Visualization of CO2 flooding in an artificial porous structure using micromodels

Abstract:

Geological CO2 sequestration is one of the most important technologies to mitigate greenhouse gas emission into the atmosphere by isolating great volumes of CO2 in deep geological formations. This novel storage option for CO2 involves injecting supercritical CO2 into porous formations saturated with pore fluid such as brine and initiate CO2 flooding with immiscible displacement. Despite of significant effects on macroscopic migration and distribution of injected CO2, however, only a limited information is available on wettability in microscopic scCO2-brine-mineral systems. In this study, a micromodel had been developed to improve our understanding of how CO2 flooding and residual characteristics of pore water are affected by the wettability in scCO2-water-glass bead systems. The micromodel (a transparent pore structure made of 0.5 mm diameter glass beads between two glass plates) in a high-pressure cell provided the opportunity to visualize spread of supercritical CO2 and displacement of pore water in high pressure and high temperature conditions.

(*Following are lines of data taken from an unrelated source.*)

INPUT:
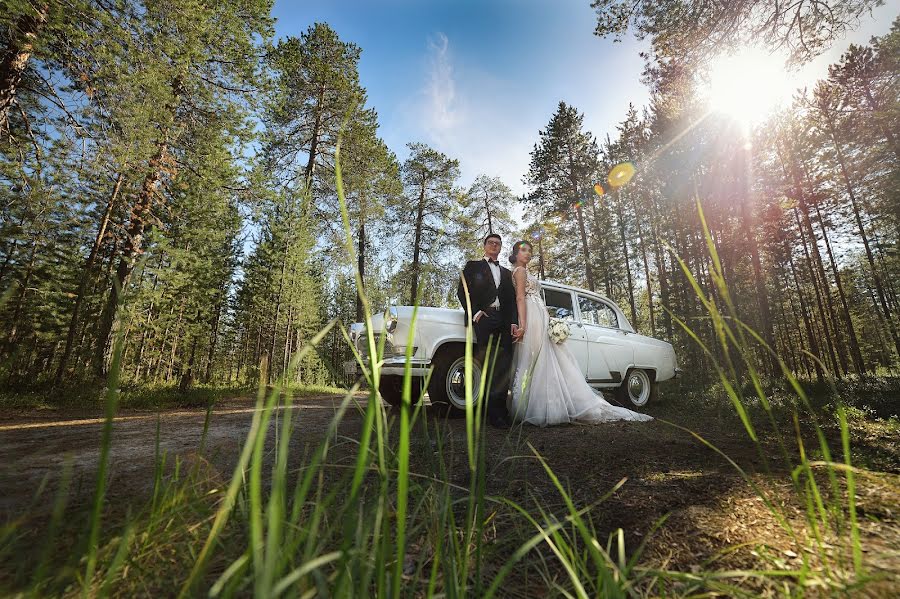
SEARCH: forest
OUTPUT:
[0,2,900,390]
[0,0,900,597]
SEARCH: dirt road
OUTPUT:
[0,395,896,584]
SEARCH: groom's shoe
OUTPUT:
[488,416,512,428]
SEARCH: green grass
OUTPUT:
[0,177,892,598]
[0,383,347,414]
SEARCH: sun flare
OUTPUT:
[705,48,793,128]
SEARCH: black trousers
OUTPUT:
[472,310,513,420]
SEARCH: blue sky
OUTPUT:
[274,0,900,199]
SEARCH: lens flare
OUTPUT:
[608,162,635,187]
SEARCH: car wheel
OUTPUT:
[428,345,481,414]
[378,374,422,406]
[616,368,657,408]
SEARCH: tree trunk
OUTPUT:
[409,175,425,306]
[591,198,612,297]
[823,118,900,356]
[54,173,124,385]
[0,2,50,132]
[788,256,825,383]
[637,206,656,337]
[616,196,638,329]
[303,85,325,192]
[794,208,840,374]
[203,300,224,383]
[813,203,866,376]
[356,218,366,322]
[94,140,168,377]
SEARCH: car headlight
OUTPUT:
[384,306,398,333]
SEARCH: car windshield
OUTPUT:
[578,295,619,329]
[544,288,575,320]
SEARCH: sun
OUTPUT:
[704,48,793,130]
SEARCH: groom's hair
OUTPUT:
[509,239,534,264]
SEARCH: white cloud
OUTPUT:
[424,32,463,138]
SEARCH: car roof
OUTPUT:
[540,279,616,304]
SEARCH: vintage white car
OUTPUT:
[345,281,680,410]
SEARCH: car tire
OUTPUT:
[378,374,422,407]
[616,368,658,409]
[428,345,481,415]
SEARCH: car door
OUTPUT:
[578,293,634,383]
[542,287,588,373]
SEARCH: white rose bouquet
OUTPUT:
[547,318,572,345]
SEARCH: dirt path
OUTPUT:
[0,395,900,588]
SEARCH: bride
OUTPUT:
[509,241,652,426]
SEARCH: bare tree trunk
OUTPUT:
[823,113,900,356]
[794,208,840,373]
[616,196,638,329]
[409,175,426,305]
[637,209,656,337]
[203,300,224,383]
[304,85,325,189]
[0,2,50,132]
[356,218,366,322]
[788,256,825,383]
[591,198,612,297]
[813,203,866,376]
[54,173,124,385]
[94,138,168,377]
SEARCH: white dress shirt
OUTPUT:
[484,256,500,308]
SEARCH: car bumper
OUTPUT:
[344,356,431,377]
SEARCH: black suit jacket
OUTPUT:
[456,259,519,329]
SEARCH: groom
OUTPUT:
[456,233,520,428]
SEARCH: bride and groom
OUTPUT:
[456,233,651,428]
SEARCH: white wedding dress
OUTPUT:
[510,266,652,426]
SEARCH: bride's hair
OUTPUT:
[509,239,534,264]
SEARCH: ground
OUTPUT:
[0,395,900,594]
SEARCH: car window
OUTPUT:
[544,288,575,320]
[578,295,619,329]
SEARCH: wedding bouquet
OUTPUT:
[547,318,572,345]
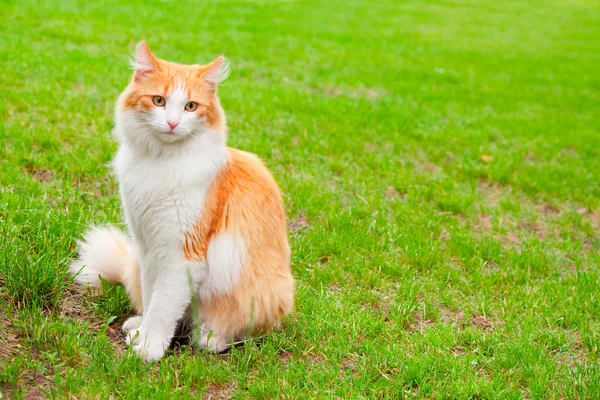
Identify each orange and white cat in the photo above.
[70,41,294,360]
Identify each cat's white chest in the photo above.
[114,146,224,253]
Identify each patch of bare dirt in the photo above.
[58,290,127,355]
[518,220,548,239]
[289,213,308,232]
[0,313,49,400]
[450,346,465,356]
[471,314,495,332]
[202,383,235,400]
[385,186,404,200]
[302,352,324,364]
[278,350,294,365]
[25,166,53,182]
[408,314,435,333]
[440,307,465,327]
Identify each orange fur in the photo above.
[118,42,225,130]
[183,149,294,339]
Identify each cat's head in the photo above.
[116,41,229,150]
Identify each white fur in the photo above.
[198,232,246,301]
[71,55,240,360]
[202,56,231,84]
[69,227,135,292]
[113,77,239,360]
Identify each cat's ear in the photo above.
[132,40,158,82]
[201,55,231,93]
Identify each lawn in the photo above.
[0,0,600,399]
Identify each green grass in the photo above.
[0,0,600,399]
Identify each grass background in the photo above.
[0,0,600,398]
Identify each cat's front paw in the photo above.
[121,315,142,333]
[125,327,169,361]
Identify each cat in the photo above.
[70,41,294,361]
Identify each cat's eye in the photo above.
[152,96,166,107]
[185,101,198,112]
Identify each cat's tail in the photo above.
[69,226,142,314]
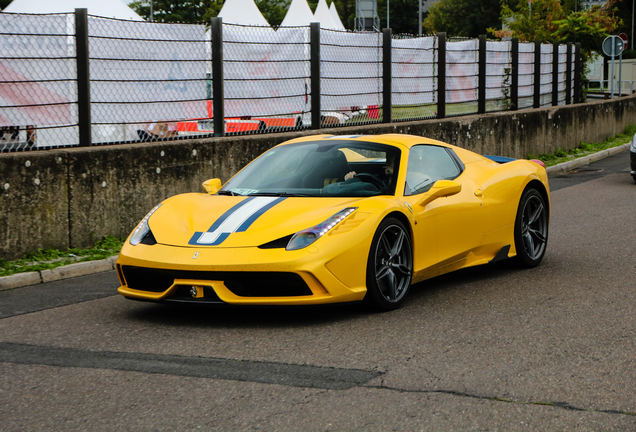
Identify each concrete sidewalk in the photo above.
[0,143,630,291]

CO2 flooding followed by fingering migration and dewatering followed by formation of residual water were observed through a imaging system with a microscope. Measurement of contact angles of droplets of residual water on and between glass beads in a micromodel were conducted to estimate differential pressure between wetting and nonwetting fluids in a scCO2-water-glass bead system. The experimental observation results could provide important fundamental informations on capillary characteristics of reservoirs and caprocks for geological CO2 sequestration.